Bu büyük pazarda helal sertifikalı ürünlerin sayısı da oldukça fazla. Müslüman olmayan ülkelerin markalarında da “helal” etiketi var. Bu da artık helal sertifikanın bir dünya standardı olduğunu gösteriyor.  Polonya firmalarında, Brezilya firmalarında helal etiketi gördüm. Bu konuda da ülkemizde çalışmaların ağır gittiğine şahit oluyoruz. Artık “Ya hu bizim ürettiğimiz her şey helal” yaklaşımından vazgeçmeliyiz. Dünya bizden ibaret değil. Yeryüzü aynı zamanda bir pazar; helal ve temiz ürünlerle insanlığa hizmet etmeliyiz.
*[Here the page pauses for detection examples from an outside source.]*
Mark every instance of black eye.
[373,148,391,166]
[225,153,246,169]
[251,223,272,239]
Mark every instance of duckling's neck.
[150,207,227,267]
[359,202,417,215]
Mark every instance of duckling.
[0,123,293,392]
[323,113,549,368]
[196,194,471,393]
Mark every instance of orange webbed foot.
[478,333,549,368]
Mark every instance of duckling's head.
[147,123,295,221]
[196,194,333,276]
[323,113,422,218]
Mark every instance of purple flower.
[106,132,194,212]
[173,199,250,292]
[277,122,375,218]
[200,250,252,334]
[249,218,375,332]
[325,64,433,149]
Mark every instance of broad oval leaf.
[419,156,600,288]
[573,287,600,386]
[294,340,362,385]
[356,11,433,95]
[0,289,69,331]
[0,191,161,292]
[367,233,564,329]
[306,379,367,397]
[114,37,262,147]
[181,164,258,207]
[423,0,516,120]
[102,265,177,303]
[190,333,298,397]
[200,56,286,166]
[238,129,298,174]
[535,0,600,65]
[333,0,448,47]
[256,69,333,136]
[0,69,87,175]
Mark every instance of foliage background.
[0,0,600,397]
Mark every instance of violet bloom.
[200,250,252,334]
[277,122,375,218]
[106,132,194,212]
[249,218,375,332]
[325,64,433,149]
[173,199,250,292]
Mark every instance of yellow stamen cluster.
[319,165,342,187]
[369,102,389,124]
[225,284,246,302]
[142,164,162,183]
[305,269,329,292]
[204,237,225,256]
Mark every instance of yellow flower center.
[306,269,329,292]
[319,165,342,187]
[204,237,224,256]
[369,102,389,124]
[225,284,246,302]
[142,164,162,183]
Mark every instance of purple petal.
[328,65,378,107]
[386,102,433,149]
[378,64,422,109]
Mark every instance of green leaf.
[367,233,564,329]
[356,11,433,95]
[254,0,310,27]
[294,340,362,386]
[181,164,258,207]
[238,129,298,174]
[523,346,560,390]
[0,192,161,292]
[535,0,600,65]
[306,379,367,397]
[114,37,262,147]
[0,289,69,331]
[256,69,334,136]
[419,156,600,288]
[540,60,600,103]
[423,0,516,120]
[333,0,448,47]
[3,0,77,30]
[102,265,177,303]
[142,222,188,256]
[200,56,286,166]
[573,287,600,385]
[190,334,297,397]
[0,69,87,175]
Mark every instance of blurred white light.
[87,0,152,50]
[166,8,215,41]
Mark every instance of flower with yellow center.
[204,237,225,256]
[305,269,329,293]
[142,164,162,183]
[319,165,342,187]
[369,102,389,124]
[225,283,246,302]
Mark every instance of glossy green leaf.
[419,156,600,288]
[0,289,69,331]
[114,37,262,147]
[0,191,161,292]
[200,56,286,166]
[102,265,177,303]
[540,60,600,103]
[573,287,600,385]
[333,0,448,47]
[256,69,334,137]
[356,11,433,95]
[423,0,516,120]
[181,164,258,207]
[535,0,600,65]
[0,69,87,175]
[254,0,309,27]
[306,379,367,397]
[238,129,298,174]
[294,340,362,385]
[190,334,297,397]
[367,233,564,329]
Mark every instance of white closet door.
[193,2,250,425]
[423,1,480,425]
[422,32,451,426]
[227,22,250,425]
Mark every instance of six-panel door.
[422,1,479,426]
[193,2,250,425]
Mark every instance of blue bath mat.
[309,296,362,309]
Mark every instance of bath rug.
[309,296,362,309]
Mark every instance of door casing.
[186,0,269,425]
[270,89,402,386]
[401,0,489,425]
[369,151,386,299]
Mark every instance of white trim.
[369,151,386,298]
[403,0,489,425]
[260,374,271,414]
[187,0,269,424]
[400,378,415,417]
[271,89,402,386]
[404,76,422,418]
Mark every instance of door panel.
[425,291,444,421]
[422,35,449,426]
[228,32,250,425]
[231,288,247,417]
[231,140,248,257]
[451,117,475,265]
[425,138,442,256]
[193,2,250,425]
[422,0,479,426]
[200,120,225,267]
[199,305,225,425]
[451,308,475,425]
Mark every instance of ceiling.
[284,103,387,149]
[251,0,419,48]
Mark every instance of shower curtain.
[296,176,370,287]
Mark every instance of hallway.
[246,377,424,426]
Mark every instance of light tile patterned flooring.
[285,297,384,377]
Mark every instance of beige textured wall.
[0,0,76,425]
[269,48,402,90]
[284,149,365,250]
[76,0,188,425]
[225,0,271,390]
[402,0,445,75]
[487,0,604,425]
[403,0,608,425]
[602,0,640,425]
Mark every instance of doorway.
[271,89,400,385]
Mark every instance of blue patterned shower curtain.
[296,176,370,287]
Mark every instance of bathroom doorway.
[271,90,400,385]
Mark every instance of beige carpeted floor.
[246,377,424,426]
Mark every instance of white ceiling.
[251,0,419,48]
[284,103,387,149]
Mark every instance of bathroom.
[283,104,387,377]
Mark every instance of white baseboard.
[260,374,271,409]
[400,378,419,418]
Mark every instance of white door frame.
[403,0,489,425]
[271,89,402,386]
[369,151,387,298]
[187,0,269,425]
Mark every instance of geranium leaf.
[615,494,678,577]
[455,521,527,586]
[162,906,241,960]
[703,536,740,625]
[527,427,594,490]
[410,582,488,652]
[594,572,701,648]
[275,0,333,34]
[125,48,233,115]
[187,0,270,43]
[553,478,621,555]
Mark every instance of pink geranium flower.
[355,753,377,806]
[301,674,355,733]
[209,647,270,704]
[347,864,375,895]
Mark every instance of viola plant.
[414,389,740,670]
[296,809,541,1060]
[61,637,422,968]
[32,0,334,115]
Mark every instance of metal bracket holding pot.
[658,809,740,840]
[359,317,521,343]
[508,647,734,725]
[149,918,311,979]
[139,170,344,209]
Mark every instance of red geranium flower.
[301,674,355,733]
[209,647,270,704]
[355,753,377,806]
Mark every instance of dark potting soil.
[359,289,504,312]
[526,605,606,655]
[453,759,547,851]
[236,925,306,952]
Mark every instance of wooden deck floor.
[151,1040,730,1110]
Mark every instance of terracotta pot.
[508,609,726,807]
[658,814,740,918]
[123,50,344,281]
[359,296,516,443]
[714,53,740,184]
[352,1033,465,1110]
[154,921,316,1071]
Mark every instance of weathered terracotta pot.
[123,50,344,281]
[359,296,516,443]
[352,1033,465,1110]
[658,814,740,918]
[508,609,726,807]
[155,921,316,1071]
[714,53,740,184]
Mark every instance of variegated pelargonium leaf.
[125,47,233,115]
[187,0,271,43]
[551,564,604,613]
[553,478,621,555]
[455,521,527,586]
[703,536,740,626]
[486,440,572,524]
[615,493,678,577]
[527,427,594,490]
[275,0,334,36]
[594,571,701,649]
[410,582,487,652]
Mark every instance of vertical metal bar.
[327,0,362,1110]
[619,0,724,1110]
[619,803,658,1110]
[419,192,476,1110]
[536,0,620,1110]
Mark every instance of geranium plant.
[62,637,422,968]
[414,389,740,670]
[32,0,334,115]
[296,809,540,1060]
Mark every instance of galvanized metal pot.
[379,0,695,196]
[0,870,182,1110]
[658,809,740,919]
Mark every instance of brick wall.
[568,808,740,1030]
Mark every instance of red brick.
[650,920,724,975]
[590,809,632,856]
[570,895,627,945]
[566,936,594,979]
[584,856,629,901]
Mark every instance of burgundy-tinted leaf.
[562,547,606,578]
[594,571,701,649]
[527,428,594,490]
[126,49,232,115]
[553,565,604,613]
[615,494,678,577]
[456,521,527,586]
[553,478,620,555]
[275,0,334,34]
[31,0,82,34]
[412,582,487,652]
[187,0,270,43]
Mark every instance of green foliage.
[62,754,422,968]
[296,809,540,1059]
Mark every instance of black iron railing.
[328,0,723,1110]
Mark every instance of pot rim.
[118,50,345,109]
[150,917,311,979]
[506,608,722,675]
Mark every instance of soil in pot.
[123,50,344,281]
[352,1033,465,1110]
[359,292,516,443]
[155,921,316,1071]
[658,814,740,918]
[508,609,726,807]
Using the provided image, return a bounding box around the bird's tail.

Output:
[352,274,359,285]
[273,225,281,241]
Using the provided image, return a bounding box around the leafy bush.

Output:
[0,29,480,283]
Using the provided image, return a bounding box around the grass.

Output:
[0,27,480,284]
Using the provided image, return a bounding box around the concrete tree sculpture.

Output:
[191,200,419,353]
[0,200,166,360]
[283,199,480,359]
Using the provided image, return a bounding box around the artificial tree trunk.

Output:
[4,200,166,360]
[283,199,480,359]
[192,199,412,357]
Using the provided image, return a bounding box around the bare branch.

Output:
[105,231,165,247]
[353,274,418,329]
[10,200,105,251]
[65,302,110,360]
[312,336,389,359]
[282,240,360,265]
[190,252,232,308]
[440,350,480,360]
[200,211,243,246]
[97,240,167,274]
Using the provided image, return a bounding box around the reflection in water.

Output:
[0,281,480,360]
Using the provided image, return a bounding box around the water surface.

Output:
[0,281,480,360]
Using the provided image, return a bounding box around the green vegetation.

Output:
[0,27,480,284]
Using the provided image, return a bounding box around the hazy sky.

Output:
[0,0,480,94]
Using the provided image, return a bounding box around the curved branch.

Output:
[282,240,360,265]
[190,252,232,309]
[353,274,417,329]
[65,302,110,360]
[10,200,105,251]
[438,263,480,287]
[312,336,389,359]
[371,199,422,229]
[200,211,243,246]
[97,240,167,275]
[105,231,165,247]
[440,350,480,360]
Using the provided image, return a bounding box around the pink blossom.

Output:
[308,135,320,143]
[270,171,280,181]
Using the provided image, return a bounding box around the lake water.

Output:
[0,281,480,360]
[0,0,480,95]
Türkiye dünya gıda pazarından çok küçük bir pay almaktadır. Birçok sektör için stratejik diye tanım yapılır ama herhalde gıda için stratejik olmanın ötesinde “hayati” bir alan olduğunun altını çizmekte fayda var. Bundan 20-30 sene önce köylü ve tarım toplumu idik. Şimdi şehirli ve sanayi toplumu olduk diyerek tarım arazilerini boşalttık. Köylü yaklaşımıyla değil iş yaklaşımıyla tarım arazilerimizi yeniden gözden geçirmeliyiz.

Tarımda da iyi bir planlama yaparak bereketli topraklarımızın ürünlerinin dünya sofralarında daha çok yer almasını sağlayabiliriz.